エクステンション
説明
エクステンションは、投手がリリースする位置がマウンド上のどれだけ前方にあるかを示す指標で、「打者に近いところで離しているか」を表します。エクステンションが大きい投手は、同じ球速でも打者までの到達時間が短くなるため、体感球速が速く感じられます。さらに、リリースが前に出ると角度が付き、低めへ強い球を集めやすい利点もあります。一方で、前に突っ込み過ぎると上体が突っ立って制球が乱れたり、腕が遅れて抜け球になったりすることもあります。また、無理に前へ出ようとすると股関節や腰に負担がかかり、故障リスクが上がる点も見逃せません。理想は、下半身で粘りながら前へ進み、同じリリースポイントで安定して離せることです。

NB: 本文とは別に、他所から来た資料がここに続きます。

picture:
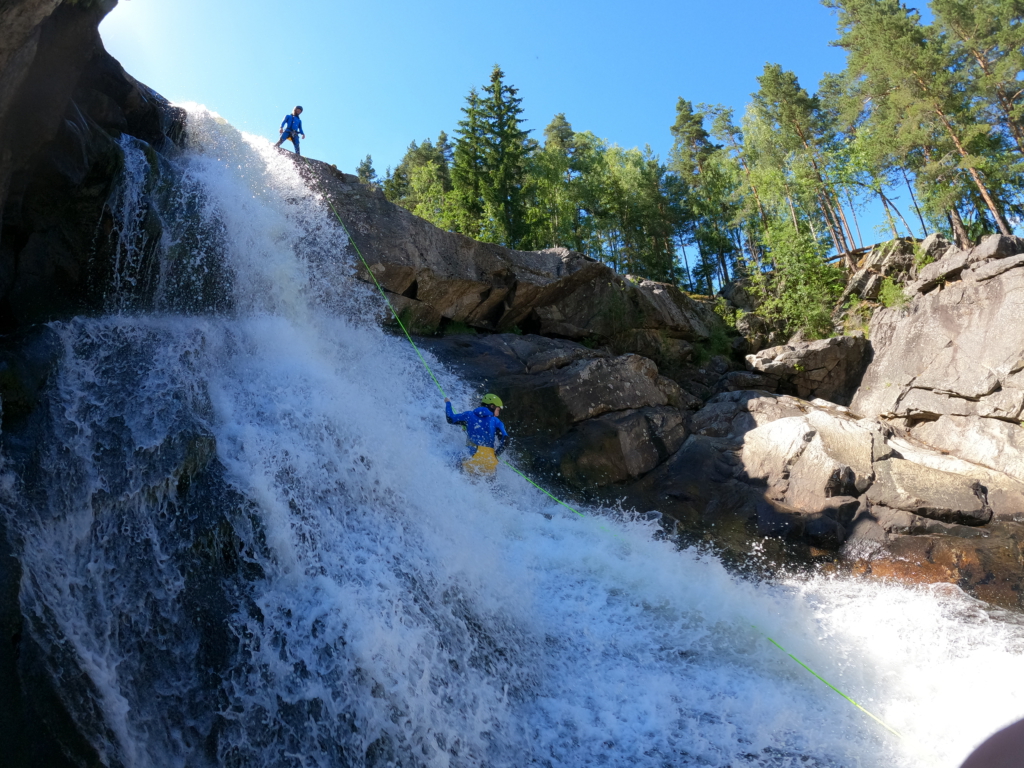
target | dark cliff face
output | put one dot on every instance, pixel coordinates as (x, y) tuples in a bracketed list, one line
[(65, 104), (68, 102)]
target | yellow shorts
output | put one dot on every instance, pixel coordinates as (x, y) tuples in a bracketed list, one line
[(483, 462)]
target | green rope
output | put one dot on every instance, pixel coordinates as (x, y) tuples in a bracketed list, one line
[(374, 279), (521, 474), (873, 717)]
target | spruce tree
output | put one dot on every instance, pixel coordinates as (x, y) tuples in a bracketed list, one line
[(488, 173)]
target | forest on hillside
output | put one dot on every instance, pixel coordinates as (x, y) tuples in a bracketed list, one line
[(932, 110)]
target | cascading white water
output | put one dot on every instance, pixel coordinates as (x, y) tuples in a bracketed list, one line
[(345, 598)]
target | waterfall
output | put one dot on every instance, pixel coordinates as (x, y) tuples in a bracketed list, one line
[(244, 544)]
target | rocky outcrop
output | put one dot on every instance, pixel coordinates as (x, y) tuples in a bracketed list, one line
[(895, 259), (56, 179), (586, 416), (814, 478), (435, 278), (949, 367), (64, 104), (829, 369)]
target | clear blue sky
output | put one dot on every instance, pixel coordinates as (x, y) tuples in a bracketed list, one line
[(375, 76)]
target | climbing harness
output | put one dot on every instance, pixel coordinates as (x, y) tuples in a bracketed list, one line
[(478, 468)]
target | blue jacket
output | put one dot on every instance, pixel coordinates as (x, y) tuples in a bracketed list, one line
[(293, 124), (481, 426)]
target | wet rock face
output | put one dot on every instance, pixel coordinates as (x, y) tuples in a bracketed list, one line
[(56, 179), (435, 276), (586, 416), (950, 366), (816, 476)]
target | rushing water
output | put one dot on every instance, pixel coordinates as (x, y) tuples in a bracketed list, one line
[(244, 534)]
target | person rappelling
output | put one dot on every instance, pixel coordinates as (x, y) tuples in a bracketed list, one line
[(482, 427), (292, 128)]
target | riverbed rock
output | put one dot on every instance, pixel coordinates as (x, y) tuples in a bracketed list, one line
[(445, 276), (949, 367), (929, 493), (829, 369)]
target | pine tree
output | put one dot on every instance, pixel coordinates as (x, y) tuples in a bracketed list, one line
[(919, 87)]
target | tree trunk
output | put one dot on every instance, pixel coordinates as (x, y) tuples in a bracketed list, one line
[(960, 231), (856, 223), (974, 174), (889, 216), (924, 227)]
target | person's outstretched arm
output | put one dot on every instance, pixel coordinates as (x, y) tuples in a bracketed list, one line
[(502, 435), (452, 417)]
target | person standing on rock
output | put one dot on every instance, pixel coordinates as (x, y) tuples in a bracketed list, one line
[(482, 427), (292, 128)]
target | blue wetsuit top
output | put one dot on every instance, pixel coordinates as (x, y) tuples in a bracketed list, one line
[(292, 124), (481, 426)]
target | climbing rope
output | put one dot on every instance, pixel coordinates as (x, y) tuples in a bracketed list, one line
[(527, 479)]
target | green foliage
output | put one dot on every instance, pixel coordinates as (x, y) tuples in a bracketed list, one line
[(891, 294), (926, 121), (803, 289), (718, 343), (726, 312)]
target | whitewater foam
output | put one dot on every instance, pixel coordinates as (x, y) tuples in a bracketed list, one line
[(384, 609)]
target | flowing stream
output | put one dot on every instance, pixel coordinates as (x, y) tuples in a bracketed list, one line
[(244, 545)]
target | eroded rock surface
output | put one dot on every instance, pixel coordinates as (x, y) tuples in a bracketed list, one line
[(814, 475), (587, 416), (435, 276), (949, 367), (829, 369)]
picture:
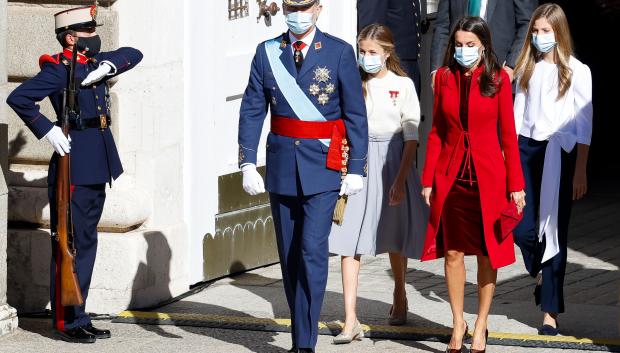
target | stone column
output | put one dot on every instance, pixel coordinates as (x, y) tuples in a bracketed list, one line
[(8, 315)]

データ上は数値が良くても、試合で球数が増えるとエクステンションが落ちる投手もいるため、登板後半の推移まで含めて見ると実態が分かりやすくなります。打者側は、エクステンションが大きい投手ほど“思ったより速い”と感じやすいので、始動を早めたり、狙い球を絞ってタイミングを合わせたりします。投手側は、体感球速の優位を生かしつつ、変化球は同じ腕の振りで置きに行かないことがポイントになります。